Many of the Ancients' writings would have been lost had it not been for the efforts of the Christian, Jewish and Persian translators in the House of Wisdom, the House of Knowledge, and other such institutions, whose glosses and commentaries were later translated into Latin in the 2th century. However, it is not clear how these sources first came to be used during the Renaissance, and their influence on what would later emerge as the discipline of psychology is a topic of scholarly debate.

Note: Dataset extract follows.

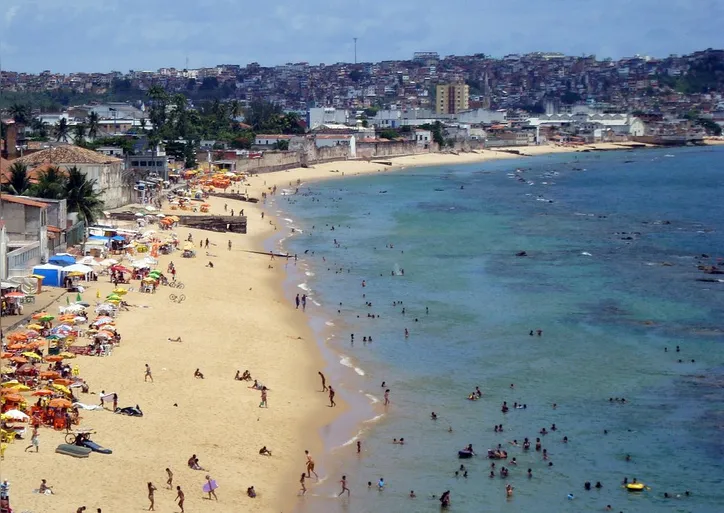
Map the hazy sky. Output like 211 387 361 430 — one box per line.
2 0 722 73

Etymology and early usage of word

The first use of the term "psychology" is often attributed to the German scholastic philosopher Rudolf Göckel (1547–1628, often known under the Latin form Rudolph Goclenius), who published the Psychologia hoc est de hominis perfectione, anima, ortu in Marburg in 1590. However, the term seems to have been used more than six decades earlier by the Croatian humanist Marko Marulić (1450–1524) in the title of his Latin treatise, Psichiologia de ratione animae humanae. Although the treatise itself has not been preserved, its title appears in a list of Marulic's works compiled by his younger contemporary, Franjo Bozicevic-Natalis in his "Vita Marci Maruli Spalatensis" (Krstić, 1964). This, of course, may well not have been the very first usage, but it is the earliest documented use at present.

The term did not come into popular usage until the German idealist philosopher, Christian Wolff (1679–1754) used it in his Psychologia empirica and Psychologia rationalis (1732–1734). This distinction between empirical and rational psychology was picked up in Denis Diderot's (1713–1780) Encyclopedie (1751–1784) and was popularized in France by Maine de Biran (1766–1824). In England, the term "psychology" overtook "mental philosophy" in the middle of the 19th century, especially in the work of William Hamilton (1788–1856) (see Danziger, 1997, chap. 3).